Aber ich mag Dir ein paar praktische Tipps aus meiner Erfahrung geben.
Erstens: Wer sich so respektlos verabschiedet, ist keines weiteren Wortes mehr wert. Sieh zu dass Du Dein Zeug kriegst, alles andere wird als Thema rigoros abgelehnt. Ihr habt nichts mehr zu bereden, er ist keine Vertrauensperson, er ist Deines Vertrauens, Deines Dich öffnens, Deiner Gefühle nicht würdig. Und auch nicht der Info darüber. Heisst: Es wird nicht mit gemeinsamen Menschen darüber gesprochen, da wird in beide Richtungen getratscht.
Zweitens. Es ist jetzt furchtbar leicht, gar verlockend, die fremde Denke "wertlos", 7 Seiten "Fehler" zu Deiner eigenen zu machen. Tu das nicht. Bitte sag Dir immer wieder, dass die Meinung eines Menschen, der nicht in Deinem Leben sein mag, auch keine Bedeutung für Dein (zukünftiges) Leben hat. Mit seinem "Tschüss" sind seine "Kritikpunkte" irrelevant und obsolet geworden.
Drittens: Zeit für Selbstliebe. Geh durch Deine Trauer, den Schmerz und sei Dir bitte so sicher, wie so viele hier: Du wirst als stärkerer Mensch da rauskommen. Auch wenn das Licht am Ende des Tunnels noch weit entfernt scheint. Es ist da.
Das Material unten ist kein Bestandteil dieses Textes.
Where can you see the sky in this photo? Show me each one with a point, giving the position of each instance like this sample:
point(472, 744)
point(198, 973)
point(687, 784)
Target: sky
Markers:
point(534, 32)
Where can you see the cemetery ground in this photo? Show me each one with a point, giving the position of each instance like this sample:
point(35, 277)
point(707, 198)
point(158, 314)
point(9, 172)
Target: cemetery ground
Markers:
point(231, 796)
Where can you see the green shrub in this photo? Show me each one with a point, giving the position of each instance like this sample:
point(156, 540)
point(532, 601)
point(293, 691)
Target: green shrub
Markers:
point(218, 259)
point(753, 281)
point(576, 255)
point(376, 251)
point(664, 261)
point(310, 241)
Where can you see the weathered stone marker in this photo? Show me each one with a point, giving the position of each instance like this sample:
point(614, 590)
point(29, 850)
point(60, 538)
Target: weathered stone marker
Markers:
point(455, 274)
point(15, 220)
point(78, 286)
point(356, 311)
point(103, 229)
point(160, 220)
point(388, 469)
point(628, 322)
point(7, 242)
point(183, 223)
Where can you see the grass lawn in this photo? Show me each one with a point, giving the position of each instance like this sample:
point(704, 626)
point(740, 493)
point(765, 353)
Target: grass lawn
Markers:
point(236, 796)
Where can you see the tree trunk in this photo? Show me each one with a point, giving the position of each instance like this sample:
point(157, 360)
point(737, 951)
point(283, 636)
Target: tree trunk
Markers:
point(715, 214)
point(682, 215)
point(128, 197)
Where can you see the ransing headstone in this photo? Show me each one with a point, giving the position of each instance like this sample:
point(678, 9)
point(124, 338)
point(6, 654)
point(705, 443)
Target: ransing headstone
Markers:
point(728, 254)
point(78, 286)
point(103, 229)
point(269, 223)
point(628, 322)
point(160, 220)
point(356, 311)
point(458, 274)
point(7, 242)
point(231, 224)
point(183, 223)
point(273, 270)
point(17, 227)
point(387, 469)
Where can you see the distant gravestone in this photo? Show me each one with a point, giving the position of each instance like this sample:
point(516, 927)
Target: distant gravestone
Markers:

Viertens: Ich erspare Dir die Sprüche a la "besser ein Ende mit Schrecken, usw."
Aber ich gebe Dir meine beiden Lieblings"sprüche" mit. Lege sie dir an`s schmerzende Herz:
Positiv zu denken bedeutet nicht alles wegzulächeln. Sondern sich in der Dunkelheit an den Sonnenaufgang zu erinnern. Wird kommen, glaub ich dran. Du bitte auch.
Kopf und Herz haben eine gänzlich andere Taktung als unser normales Leben. Es braucht zeit. Die ist ab hier Dein Freund. Nimm sie Dir. Lass sie Dir.
Edit: Morgen für die Zugfahrt. Paul McKenna "Ich heile Dein gebrochenes Herz" in Dauerschleife auf`s Ohr und in`s Unbewusste.